This Willis Re graph shows property catastrophe pricing trends since 1990.
1,516 employees in Bermuda.
$886.8 million spent in Bermuda.
Those are the two standout numbers form the Association of Bermuda Insurers and Reinsurers’ annual report, and there’s good news and not so good news associated with them.
The good news is that the $886 million figure is an increase of almost $70 million from a year earlier – no small potatoes these days.
The not so good news is that the 1,516 employees are 73 fewer than a year earlier. However, ABIR points out that this is partly due to its own membership changes.

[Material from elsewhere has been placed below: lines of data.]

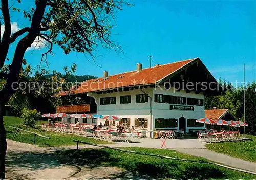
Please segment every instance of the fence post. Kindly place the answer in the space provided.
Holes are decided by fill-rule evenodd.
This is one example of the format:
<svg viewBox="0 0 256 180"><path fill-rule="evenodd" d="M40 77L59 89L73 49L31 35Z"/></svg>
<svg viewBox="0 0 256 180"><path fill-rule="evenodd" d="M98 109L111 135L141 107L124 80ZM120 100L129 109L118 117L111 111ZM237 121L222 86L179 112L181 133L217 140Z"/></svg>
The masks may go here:
<svg viewBox="0 0 256 180"><path fill-rule="evenodd" d="M36 135L35 134L34 134L34 144L35 144L35 136Z"/></svg>
<svg viewBox="0 0 256 180"><path fill-rule="evenodd" d="M163 169L163 158L161 157L161 167L160 167L161 170Z"/></svg>
<svg viewBox="0 0 256 180"><path fill-rule="evenodd" d="M18 129L17 129L17 130L16 131L15 133L14 134L14 137L13 137L13 139L14 139L15 138L16 135L17 135L17 133L18 133Z"/></svg>

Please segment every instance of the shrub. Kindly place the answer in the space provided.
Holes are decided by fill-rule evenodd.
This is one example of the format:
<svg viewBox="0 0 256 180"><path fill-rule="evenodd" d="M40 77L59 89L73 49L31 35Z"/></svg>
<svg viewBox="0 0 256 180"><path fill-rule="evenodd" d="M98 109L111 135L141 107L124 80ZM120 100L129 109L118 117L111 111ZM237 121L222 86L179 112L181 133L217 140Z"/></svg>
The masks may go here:
<svg viewBox="0 0 256 180"><path fill-rule="evenodd" d="M22 118L24 119L23 123L26 126L33 126L41 116L41 112L37 112L36 109L29 110L24 108L22 112Z"/></svg>

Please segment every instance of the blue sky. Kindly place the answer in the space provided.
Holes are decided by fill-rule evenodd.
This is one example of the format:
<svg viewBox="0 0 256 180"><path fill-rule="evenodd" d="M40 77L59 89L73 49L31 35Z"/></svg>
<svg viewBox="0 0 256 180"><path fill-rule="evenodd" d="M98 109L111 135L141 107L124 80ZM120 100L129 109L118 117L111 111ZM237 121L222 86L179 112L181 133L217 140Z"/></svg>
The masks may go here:
<svg viewBox="0 0 256 180"><path fill-rule="evenodd" d="M101 49L96 65L83 55L65 55L55 47L48 56L51 70L62 71L64 66L77 64L77 75L103 76L136 69L138 62L149 66L199 57L218 79L256 80L256 3L255 1L179 1L137 0L116 14L112 39L118 42L124 54ZM27 2L26 2L27 3ZM34 4L29 1L24 8ZM16 14L11 21L18 28L27 25ZM13 52L13 45L10 53ZM25 58L32 66L38 65L44 49L28 51ZM12 54L8 55L11 58Z"/></svg>

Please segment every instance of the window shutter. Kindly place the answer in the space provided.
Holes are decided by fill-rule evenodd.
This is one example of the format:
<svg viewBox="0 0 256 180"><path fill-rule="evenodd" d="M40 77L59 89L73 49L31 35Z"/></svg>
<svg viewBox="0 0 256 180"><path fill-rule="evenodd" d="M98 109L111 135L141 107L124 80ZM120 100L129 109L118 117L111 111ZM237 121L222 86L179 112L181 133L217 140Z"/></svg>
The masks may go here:
<svg viewBox="0 0 256 180"><path fill-rule="evenodd" d="M139 95L136 95L136 103L139 102Z"/></svg>
<svg viewBox="0 0 256 180"><path fill-rule="evenodd" d="M155 102L157 102L157 94L155 94Z"/></svg>
<svg viewBox="0 0 256 180"><path fill-rule="evenodd" d="M144 119L144 127L145 128L147 128L147 123L148 123L148 121L147 121L147 119Z"/></svg>
<svg viewBox="0 0 256 180"><path fill-rule="evenodd" d="M119 125L122 124L123 123L123 120L121 118L119 120Z"/></svg>
<svg viewBox="0 0 256 180"><path fill-rule="evenodd" d="M134 127L139 127L139 119L137 118L134 119Z"/></svg>
<svg viewBox="0 0 256 180"><path fill-rule="evenodd" d="M145 102L148 102L148 96L147 96L147 95L148 96L148 94L147 94L146 95L145 95Z"/></svg>

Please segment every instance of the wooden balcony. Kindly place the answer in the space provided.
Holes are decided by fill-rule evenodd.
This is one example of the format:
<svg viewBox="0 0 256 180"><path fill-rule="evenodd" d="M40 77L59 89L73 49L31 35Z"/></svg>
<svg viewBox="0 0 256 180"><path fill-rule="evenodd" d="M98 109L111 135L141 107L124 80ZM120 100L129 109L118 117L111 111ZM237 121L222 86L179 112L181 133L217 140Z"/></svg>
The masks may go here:
<svg viewBox="0 0 256 180"><path fill-rule="evenodd" d="M90 104L56 107L57 112L90 112Z"/></svg>

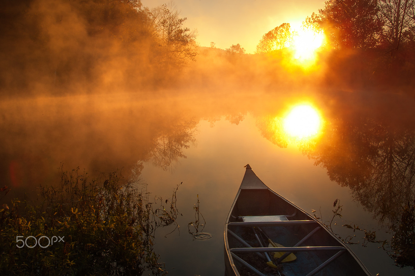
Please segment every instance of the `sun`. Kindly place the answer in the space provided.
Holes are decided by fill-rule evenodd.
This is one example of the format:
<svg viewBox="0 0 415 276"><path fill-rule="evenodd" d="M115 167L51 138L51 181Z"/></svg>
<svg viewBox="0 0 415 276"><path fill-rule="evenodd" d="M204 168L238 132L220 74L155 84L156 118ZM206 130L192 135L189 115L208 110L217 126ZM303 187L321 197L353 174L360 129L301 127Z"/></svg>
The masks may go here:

When the 17 members who reported in 2013 are compared directly to the same members in 2012, the decline is much smaller – six.
Among Bermudian employees, there were 992 in 2013, down 86 from 2012. Again, when apples are compared with apples, the decline is only 16. So that’s not good, but not catastrophic.
The other number worth noting is this one: “In 2013, 24 employees left Bermuda to work for their companies outside of Bermuda, of which 20 were Executive/Senior/or Middle Management positions. In 2012, 32 employees left Bermuda to work for their companies outside of the country.”
That’s a sign that the trend is slowing, but it’s disappointing that it has not been reversed. Keep in mind it’s senior executives who spend the big money.
But Mike McGavick, Chair of the ABIR Board, and CEO of XL Group, has some positive things to say about this: “The Government’s action to ease business travel restrictions, lengthen work permits and foster long term residence opportunities will bear fruit over time in employee location decisions.
“For every employee we bring to Bermuda, more jobs for Bermudians are created. The trend towards consolidation and the soft market conditions, however, will continue to affect our local employment.”
The latter point is important.
The reinsurance industry is going through a once-every-few-decades soft market, with rates declining rapidly. ILS has contributed something to this, but the bottom line is that this is not a hiring market, so giving insurers more reasons to base executives here will be offset to some extent. But not taking these measures means things would be worse.
One further point: ABIR members are a big chunk of the re/insurance market in Bermuda, not the whole shooting match. So their contribution is only a part of the insurance industry’s contribution.
Final, final point. Ask yourself what Bermuda would look like without that $880 million a year and 1,500 foreign exchange earning jobs. Very scary.